Indices are used for fast nearest neighbor search. Optionally, they may also perform transformation prior to indexing.

The module provides a few index implementations:

  • FaissIndex: Uses the Faiss library for fast nearest neighbor search.

  • HnswlibIndex: Uses the hnswlib library for fast nearest neighbor search.

  • PolarIndex: Transforms spatial coordinates into polar coordinates for indexing.

  • WhiteningIndex: Whitens the data before indexing.

class bocoel.corpora.indices.FaissIndex(embeddings: ndarray[Any, dtype[_ScalarType_co]], distance: str | Distance, *, normalize: bool = True, index_string: str, cuda: bool = False, batch_size: int = 64)[source]#

Faiss index. Uses the faiss library.

__init__(embeddings: ndarray[Any, dtype[_ScalarType_co]], distance: str | Distance, *, normalize: bool = True, index_string: str, cuda: bool = False, batch_size: int = 64) None[source]#

Initializes the Faiss index.

Parameters:
  • embeddings – The embeddings to index.

  • distance – The distance metric to use.

  • index_string – The index string to use.

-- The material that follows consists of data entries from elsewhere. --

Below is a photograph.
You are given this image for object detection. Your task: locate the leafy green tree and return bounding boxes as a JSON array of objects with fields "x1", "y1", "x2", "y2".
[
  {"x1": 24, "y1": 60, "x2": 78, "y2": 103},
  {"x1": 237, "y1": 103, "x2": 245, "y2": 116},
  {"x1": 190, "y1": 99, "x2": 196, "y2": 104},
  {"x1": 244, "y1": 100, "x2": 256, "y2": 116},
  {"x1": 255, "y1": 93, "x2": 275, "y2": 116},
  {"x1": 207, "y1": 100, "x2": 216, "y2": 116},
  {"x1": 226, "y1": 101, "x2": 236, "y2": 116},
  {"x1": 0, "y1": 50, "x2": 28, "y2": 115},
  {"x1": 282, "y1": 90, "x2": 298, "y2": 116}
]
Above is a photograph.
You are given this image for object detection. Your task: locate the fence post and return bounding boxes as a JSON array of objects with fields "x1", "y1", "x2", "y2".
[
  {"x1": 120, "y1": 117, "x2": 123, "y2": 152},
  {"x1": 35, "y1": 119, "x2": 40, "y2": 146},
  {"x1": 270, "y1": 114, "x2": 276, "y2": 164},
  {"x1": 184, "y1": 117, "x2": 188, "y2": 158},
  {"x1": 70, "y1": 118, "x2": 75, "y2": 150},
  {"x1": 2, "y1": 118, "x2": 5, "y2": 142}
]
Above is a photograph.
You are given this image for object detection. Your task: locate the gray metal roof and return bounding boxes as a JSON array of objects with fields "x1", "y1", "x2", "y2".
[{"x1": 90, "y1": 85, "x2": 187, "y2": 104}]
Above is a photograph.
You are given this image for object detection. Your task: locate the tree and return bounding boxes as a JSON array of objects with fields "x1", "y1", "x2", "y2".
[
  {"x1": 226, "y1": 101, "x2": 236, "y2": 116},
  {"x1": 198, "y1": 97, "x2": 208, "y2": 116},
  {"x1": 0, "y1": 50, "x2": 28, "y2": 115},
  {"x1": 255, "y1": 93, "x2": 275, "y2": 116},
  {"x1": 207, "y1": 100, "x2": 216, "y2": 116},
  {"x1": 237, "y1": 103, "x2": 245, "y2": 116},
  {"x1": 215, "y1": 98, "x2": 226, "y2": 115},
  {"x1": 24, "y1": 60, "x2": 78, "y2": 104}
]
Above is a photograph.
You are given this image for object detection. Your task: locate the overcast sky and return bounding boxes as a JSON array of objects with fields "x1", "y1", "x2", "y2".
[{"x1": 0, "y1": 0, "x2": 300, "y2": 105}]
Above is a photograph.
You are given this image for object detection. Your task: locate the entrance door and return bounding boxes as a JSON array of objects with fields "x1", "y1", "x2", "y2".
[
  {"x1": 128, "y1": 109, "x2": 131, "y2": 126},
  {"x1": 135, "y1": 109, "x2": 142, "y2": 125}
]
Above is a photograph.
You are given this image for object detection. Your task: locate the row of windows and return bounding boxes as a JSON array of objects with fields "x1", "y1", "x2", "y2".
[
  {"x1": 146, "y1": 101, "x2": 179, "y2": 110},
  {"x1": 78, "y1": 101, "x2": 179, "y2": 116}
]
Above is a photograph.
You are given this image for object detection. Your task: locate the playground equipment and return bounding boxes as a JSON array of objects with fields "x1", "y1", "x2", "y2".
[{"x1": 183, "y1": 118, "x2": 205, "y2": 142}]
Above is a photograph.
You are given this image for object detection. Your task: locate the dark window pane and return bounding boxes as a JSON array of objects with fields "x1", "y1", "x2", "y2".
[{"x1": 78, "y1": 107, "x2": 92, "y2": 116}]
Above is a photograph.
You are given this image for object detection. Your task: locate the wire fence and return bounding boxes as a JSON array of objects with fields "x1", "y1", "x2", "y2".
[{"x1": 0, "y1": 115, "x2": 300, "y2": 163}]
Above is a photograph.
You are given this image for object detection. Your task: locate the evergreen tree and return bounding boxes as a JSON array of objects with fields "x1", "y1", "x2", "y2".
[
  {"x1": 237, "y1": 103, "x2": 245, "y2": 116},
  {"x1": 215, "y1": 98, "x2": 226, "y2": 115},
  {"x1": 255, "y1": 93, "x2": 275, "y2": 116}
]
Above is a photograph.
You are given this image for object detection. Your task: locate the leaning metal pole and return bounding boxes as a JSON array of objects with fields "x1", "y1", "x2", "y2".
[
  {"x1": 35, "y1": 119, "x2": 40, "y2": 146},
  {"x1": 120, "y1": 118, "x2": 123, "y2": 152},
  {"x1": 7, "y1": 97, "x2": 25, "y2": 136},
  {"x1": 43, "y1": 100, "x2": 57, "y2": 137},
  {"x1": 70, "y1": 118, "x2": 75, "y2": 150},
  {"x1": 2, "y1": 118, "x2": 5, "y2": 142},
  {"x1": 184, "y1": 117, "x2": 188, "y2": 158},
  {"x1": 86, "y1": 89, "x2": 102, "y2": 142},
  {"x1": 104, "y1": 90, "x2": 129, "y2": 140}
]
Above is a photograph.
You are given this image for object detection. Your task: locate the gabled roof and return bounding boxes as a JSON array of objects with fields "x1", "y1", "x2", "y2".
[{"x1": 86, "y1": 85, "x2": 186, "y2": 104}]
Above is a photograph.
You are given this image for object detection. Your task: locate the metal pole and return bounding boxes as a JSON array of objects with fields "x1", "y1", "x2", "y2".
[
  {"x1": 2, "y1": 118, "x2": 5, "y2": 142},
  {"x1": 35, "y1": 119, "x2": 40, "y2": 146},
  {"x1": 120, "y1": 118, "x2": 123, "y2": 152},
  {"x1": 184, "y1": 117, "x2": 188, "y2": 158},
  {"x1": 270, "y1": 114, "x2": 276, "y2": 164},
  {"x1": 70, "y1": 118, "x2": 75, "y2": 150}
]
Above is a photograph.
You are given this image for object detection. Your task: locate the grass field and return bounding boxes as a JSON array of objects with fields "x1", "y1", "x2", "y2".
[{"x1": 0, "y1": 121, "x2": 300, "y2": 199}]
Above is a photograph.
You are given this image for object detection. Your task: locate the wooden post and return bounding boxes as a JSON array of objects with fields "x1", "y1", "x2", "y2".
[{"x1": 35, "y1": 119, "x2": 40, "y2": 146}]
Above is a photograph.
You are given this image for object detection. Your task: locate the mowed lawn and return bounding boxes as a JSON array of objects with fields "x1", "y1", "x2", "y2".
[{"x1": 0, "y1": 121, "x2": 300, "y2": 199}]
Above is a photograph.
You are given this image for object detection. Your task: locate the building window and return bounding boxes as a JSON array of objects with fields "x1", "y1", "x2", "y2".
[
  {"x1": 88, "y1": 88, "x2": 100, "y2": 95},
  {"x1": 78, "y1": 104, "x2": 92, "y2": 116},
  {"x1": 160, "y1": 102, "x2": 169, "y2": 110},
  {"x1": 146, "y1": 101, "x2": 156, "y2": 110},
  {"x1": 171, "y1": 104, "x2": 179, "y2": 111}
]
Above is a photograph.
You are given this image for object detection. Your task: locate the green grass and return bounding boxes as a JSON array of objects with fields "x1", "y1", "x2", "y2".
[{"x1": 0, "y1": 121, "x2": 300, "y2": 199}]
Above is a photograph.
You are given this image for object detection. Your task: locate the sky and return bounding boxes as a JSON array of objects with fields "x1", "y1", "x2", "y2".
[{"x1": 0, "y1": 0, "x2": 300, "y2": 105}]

  • cuda – Whether to use CUDA.

  • batch_size – The batch size to use for searching.

property batch: int#

The batch size used for searching.

Returns:

The batch size.

property data: ndarray[Any, dtype[_ScalarType_co]]#

The underly data that the index is used for searching.

Note

This has the shape of [n, dims], where dims is the transformed space.

Returns:

The data.

property distance: Distance#

The distance metric used by the index.

Returns:

The distance metric.

property dims: int#

The number of dimensions that the query vector should be.

Returns:

The number of dimensions.

class bocoel.corpora.indices.HnswlibIndex(embeddings: ndarray[Any, dtype[_ScalarType_co]], distance: str | Distance, *, normalize: bool = True, threads: int = -1, batch_size: int = 64)[source]#

HNSWLIB index. Uses the hnswlib library.

Score is calculated slightly differently nmslib/hnswlib

__init__(embeddings: ndarray[Any, dtype[_ScalarType_co]], distance: str | Distance, *, normalize: bool = True, threads: int = -1, batch_size: int = 64) None[source]#

Initializes the HNSWLIB index.

Parameters:
  • embeddings – The embeddings to index.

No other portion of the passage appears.